More than a dozen long-period comets enter the inner Solar System each year, although not all of them will be accessible by Comet Interceptor. The team estimates an 80% chance that a suitably long-period comet will emerge at the time of comet interceptor at L2. Such comets are only observable a few months before their closest approach in the inner Solar System, so having a spacecraft ready at L2 should make a fly-by easier than trying to organize a launch at short notice from Earth. goes. In the unlikely event of a suitable long-period comet not being able to arrive, the mission would be rerouted to go to another target, such as 73P/Schwesmann–Wachmann 3, a short-period comet that had broken into pieces. It is believed to be gone.

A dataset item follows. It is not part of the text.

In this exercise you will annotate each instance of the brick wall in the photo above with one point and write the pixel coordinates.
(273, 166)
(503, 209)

However, an even more attractive prospect is on offer. In the past five years, two objects have been observed flying over our Sun that are believed to have been ejected from other solar systems, ‘Oumuamua in 2017 and Comet Borisov in 2019. Telescopic observations provided a tentative glimpse of these fleeting visitors, and sent one. The spacecraft can tell researchers a lot about their compositions, water content and the system they generated. If the comet is at interceptor L2, such an object is observed, and if the object passes close enough to be observable, spacecraft may instead be sent to intercept it, allowing us to pass through another solar system. Unprecedented glimpses of the material. “The interstellar-object aspect is extremely exciting,” says planetary scientist Geraint Jones at University College London, who led the team proposing the mission to ESA. “The chances of finding a suitable interstellar target are slim. But we will keep an eye.”

“This is the first time that such a rapid response mission has been done,” Kuppers says. “We don’t expect to have a huge number of potential targets. If we have a good target, we’ll go for it.”

News Summary:

  • The European Space Program That Wants to Stop a Comet
  • Check out all the news and articles from the latest space news updates.